Democracy’s Watchdog
Preview the lesson below, then register for free to access the entire lesson or assign it to students.​
Average Duration
60+ Minutes
Difficulty Level
Lesson Host
Wesley Lowery
of 60 in 6 on Quibi (formerly a reporter at The Washington Post)

Learn about the historic watchdog role that a free press has played in the United States by exploring a collection of investigative reports spanning more than a century.

News literacy topics

A free press; Investigative journalism/watchdog role; Standards of quality journalism; The First Amendment

Learning objectives

  • I can explore five iconic examples of investigative journalism and determine the impact of each.
  • I can explain the “watchdog role” of the press and describe its importance.

Essential questions

  • In what ways can a free press act like a watchdog on behalf of the public?
  • What are some of the most important examples of watchdog journalism in American history?
  • In what ways can investigative journalism bring about social or political change?
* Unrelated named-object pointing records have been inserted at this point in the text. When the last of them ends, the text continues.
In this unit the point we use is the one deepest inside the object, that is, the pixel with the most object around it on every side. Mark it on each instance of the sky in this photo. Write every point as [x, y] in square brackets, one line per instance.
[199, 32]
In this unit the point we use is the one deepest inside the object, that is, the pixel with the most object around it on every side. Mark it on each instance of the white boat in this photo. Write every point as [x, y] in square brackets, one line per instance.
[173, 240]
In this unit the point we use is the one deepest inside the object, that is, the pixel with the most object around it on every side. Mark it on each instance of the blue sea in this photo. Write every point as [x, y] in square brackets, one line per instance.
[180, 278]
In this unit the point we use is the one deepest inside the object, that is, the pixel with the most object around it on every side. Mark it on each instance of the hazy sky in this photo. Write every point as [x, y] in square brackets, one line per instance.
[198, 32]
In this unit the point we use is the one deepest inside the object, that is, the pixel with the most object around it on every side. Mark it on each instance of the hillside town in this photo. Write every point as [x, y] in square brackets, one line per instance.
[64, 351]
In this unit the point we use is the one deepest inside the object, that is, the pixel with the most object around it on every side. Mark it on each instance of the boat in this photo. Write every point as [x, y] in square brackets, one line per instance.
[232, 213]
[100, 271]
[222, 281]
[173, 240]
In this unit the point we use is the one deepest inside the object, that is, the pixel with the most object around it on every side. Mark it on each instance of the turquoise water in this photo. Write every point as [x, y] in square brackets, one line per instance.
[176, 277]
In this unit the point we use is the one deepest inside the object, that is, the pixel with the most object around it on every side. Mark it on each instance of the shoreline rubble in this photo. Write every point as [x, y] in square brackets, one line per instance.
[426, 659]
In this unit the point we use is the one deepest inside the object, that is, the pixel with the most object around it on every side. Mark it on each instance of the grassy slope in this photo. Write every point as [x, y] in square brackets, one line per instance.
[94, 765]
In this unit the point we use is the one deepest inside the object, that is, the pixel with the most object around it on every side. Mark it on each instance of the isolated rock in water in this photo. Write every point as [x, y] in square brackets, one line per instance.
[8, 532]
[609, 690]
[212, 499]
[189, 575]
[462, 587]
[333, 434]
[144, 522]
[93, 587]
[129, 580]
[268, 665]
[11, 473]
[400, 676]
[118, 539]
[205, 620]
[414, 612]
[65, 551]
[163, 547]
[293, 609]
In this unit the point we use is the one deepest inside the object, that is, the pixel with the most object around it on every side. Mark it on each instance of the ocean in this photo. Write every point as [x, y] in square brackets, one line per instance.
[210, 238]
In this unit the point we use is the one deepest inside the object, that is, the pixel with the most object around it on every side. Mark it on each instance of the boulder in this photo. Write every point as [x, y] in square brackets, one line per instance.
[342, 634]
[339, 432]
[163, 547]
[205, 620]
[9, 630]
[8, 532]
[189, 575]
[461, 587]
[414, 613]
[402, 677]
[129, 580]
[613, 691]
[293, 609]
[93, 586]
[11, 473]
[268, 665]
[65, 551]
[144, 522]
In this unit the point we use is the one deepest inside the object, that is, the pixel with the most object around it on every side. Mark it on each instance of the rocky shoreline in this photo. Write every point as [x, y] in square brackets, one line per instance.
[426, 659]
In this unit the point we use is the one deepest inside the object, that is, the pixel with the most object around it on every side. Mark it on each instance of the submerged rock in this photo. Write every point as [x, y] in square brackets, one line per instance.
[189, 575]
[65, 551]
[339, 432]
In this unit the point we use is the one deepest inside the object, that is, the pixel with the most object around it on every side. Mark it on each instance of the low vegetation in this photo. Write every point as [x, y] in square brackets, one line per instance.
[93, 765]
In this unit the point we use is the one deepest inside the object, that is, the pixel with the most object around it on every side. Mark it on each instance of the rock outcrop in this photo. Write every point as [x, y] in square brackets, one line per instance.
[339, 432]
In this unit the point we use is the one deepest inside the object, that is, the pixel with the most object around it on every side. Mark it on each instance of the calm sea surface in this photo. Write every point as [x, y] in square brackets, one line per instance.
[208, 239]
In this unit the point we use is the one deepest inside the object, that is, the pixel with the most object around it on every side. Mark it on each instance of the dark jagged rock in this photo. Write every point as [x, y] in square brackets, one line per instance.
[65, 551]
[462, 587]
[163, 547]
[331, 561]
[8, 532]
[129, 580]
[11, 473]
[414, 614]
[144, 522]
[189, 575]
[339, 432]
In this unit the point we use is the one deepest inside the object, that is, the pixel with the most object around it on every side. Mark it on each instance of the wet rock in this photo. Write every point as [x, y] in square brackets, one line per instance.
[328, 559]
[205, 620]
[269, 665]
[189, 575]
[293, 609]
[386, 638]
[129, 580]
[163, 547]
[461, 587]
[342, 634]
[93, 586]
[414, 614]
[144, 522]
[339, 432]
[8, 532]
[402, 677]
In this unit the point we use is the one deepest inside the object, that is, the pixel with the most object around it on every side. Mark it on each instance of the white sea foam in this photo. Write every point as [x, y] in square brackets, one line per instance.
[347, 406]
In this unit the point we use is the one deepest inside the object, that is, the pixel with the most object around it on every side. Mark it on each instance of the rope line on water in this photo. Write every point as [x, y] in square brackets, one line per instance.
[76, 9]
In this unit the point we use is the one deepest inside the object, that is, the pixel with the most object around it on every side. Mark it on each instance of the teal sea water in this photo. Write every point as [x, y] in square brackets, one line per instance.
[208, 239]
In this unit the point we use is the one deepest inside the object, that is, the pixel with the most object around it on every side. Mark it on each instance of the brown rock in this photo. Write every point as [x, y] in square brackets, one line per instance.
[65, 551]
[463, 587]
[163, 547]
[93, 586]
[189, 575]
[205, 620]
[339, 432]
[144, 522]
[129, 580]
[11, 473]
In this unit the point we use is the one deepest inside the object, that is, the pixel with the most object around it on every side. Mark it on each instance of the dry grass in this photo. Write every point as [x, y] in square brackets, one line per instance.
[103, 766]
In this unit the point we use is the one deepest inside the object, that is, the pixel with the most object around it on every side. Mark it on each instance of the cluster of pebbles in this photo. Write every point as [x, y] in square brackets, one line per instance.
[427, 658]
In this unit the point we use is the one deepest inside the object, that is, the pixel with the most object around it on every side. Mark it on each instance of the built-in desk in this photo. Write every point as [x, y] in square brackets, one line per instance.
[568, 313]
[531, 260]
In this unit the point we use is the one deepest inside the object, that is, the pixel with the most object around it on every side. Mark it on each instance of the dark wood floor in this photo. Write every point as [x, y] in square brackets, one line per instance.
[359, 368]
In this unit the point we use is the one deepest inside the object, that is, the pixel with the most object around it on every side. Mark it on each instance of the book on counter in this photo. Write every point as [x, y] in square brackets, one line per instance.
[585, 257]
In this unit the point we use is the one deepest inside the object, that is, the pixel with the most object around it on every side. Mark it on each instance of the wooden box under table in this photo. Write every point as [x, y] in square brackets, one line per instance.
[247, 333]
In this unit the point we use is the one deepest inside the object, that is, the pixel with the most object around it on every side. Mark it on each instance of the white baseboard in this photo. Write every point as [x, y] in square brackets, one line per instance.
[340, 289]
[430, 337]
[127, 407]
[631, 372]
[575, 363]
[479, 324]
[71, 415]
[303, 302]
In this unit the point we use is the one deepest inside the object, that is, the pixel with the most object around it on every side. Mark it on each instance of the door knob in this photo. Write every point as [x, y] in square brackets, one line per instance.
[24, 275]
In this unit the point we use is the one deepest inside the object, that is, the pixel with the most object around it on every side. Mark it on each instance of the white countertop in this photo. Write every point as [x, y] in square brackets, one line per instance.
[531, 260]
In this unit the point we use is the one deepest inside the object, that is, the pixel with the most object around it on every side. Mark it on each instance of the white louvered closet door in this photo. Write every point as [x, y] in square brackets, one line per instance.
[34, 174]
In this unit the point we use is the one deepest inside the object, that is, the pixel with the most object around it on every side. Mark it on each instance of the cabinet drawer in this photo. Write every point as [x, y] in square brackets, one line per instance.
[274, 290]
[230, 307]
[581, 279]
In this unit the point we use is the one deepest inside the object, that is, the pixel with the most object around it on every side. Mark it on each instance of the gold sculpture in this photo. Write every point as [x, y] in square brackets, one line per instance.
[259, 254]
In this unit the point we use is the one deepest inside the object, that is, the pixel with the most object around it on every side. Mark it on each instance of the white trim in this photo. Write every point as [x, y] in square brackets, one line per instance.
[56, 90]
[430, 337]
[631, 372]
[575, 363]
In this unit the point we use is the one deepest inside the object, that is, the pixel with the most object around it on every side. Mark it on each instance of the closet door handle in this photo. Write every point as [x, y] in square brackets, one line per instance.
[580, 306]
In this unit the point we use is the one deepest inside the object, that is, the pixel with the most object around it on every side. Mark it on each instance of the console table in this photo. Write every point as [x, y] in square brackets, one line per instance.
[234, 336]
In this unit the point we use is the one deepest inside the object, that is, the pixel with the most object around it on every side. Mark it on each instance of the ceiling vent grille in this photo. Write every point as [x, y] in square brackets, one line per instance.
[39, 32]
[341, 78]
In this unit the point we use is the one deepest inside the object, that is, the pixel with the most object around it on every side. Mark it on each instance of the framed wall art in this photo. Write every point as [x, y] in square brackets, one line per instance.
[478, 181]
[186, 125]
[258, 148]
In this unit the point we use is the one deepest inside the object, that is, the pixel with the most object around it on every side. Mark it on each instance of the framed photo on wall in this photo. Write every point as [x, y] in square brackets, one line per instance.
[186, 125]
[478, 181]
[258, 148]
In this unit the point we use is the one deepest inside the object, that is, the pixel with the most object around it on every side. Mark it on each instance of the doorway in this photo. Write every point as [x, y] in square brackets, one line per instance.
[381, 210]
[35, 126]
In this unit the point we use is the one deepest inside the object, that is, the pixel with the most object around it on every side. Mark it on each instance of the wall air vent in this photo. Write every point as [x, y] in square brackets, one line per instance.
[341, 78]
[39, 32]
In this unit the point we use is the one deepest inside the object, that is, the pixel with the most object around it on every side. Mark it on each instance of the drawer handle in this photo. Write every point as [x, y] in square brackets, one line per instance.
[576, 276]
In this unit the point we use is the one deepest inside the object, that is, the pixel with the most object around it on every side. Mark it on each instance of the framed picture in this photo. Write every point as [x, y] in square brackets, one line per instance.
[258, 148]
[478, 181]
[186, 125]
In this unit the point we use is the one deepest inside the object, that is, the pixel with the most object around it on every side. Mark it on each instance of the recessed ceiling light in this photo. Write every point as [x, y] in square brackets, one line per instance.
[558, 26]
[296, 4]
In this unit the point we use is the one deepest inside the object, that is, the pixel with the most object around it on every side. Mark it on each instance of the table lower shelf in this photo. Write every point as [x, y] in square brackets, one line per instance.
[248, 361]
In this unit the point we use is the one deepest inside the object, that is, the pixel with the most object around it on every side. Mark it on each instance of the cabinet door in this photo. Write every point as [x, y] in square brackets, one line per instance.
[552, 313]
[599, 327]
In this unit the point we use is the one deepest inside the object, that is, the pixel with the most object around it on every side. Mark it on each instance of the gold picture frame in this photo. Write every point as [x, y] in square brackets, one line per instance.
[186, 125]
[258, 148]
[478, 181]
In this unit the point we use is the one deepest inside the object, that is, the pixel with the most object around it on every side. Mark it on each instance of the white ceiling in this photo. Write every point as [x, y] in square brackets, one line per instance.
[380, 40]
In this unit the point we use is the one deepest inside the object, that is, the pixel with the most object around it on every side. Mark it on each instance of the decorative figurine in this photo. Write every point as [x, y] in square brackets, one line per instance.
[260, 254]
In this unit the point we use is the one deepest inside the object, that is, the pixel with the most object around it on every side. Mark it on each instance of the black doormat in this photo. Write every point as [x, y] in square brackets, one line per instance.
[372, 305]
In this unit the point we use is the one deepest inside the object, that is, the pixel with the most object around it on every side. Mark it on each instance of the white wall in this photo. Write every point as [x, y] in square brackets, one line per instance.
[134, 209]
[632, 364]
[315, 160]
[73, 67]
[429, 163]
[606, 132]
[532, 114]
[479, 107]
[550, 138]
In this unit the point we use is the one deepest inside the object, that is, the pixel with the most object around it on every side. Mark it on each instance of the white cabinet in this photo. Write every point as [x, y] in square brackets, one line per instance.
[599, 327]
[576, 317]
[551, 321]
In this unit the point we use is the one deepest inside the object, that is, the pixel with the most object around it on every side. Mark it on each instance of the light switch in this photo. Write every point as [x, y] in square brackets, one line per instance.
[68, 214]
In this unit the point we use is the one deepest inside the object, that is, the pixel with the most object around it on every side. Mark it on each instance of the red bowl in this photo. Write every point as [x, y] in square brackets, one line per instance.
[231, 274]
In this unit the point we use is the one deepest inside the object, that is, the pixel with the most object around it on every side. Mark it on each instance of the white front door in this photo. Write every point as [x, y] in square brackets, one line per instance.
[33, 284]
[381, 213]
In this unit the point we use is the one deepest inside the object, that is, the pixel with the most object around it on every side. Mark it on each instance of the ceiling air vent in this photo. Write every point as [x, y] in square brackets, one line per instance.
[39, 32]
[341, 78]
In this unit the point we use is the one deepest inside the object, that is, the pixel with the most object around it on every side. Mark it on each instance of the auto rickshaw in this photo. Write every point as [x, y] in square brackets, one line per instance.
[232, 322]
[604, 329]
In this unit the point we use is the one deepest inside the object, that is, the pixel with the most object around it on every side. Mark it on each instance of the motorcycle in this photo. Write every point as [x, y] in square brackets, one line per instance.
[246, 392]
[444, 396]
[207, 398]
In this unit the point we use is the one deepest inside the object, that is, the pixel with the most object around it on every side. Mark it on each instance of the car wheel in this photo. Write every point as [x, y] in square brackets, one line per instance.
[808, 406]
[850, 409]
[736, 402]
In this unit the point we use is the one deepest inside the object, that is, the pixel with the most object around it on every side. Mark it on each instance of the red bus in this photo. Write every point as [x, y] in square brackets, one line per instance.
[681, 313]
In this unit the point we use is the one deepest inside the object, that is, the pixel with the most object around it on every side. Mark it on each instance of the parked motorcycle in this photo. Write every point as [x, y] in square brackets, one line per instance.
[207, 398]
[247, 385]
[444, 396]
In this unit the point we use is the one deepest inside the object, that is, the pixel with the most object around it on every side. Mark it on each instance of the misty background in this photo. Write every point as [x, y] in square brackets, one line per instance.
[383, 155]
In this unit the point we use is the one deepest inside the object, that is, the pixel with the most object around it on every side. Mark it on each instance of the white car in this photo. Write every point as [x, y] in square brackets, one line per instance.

“In the United States, our shared freedoms occasionally come under attack. We, as journalists, have a responsibility to investigate and report any attempts by those in power to take away or limit those freedoms. This is the essence of the watchdog role. Sometimes, this means exposing wrongdoing by government officials. And other times, it’s about uncovering illegal or unethical practices by large corporations. It can even involve a news service exposing deceitful or harmful practices at another news organization. In many cases, investigative reporting requires tracking down information that someone is actively trying to hide. Sometimes, it takes a team of reporters years to gather and verify information before their stories see the light of day. The motto here at The Washington Post is ‘Democracy dies in darkness’ because without journalists shining a light on corruption, waste and abuse, the American people would be kept largely in the dark. They wouldn’t have the information they need to make informed decisions that hold powerful people and organizations accountable for their actions.”